You can encode the colors the following way:
Bits 0### 1### 2### 3### 4### 5### 6### 7###
Alpha---- Red------ Green---- Blue-----
Note that you'll lose a whole lot of information about the color (but I think that's the thing you want to get).

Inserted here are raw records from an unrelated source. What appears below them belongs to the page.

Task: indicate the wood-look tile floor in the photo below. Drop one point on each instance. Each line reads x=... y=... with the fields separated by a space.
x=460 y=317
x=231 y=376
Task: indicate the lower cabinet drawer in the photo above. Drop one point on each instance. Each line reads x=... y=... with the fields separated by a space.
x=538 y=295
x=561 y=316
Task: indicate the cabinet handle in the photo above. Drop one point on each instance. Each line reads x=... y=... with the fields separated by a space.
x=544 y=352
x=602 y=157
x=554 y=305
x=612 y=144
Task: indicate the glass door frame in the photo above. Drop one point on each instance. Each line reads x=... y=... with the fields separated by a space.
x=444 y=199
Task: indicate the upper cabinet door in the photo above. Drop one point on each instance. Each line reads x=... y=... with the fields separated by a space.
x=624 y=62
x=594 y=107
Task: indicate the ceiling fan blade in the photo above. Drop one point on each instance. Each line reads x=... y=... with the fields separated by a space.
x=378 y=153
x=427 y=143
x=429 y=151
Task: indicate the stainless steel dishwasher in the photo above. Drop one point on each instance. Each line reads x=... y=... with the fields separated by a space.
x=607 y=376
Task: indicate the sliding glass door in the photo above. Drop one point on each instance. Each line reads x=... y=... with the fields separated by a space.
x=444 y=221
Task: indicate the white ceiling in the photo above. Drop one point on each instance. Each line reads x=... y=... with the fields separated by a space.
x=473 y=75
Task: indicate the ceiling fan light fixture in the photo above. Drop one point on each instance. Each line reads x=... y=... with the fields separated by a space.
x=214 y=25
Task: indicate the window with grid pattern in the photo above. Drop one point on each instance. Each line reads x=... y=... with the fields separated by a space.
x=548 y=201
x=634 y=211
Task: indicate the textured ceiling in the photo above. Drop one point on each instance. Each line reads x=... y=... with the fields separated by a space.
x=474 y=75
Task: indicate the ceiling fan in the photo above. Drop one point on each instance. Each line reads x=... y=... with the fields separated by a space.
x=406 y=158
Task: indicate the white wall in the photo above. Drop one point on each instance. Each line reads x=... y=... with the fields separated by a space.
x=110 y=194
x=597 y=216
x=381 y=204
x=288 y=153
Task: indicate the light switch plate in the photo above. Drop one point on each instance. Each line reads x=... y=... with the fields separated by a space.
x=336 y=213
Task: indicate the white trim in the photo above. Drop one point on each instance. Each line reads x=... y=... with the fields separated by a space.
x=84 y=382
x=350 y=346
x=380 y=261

Things you'll need to do in order to encode:
- Change the range of colors (
0-255 to 0-3)
- Shift the colors properly and add them to get the 8bit value.
Here's some example code:
import java.awt.Color;
abstract class EightBit {
public static int fromColor(Color c) {
return ((c.getAlpha() >> 6) << 6)
+ ((c.getRed() >> 6) << 4)
+ ((c.getGreen() >> 6) << 2)
+ (c.getBlue() >> 6);
}
public static Color toColor(int i) {
return new Color(((i >> 4) % 4) * 64,
((i >> 2) % 4) * 64,
(i % 4) * 64,
(i >> 6) * 64);
}
}
Explanation
Encoding
Let's start with an example color: new Color(200, 59, 148, 72). Now we'll convert that into an integer. The binary representation of the color is:
Alpha 200 -- 11001000
Red 59 -- 00111011
Green 148 -- 10010100
Blue 72 -- 01001000
Now, we shift them to the right by 6 bits (so we get the first 2 bits):
Alpha 3 -- 11
Red 0 -- 00
Green 2 -- 10
Blue 1 -- 01
Now we put them together:
Bits [ 1 ][ 1 ][ 0 ][ 0 ][ 1 ][ 0 ][ 0 ][ 1 ] -- 209
ALPHA--- RED----- GREEN--- BLUE----
It's 209. See?
Decoding
So we're back at our 8bit number: 209. We want to decode it. First, we need to get the 2-bit colors back by shifting them to the right, and modulo 4:
Bits [ 1 ][ 1 ][ 0 ][ 0 ][ 1 ][ 0 ][ 0 ][ 1 ]
\_shift_by_6_bits_____________[ 1 ][ 1 ] -- 3 (Alpha)
\_by_4_bits_________[ 0 ][ 0 ] -- 0 (Red)
\_by_2____[ 1 ][ 0 ] -- 2 (Green)
shift by 0 bits: [ 0 ][ 1 ] -- 1 (Blue)
Now we multiply them by 64:
3 * 64 = 192 (Alpha)
0 * 64 = 0 (Red)
2 * 64 = 128 (Green)
1 * 64 = 64 (Blue)
And put them back into a Color object. As you can see, the colors are different: some information about the color was lost in the process. This is called lossy compression.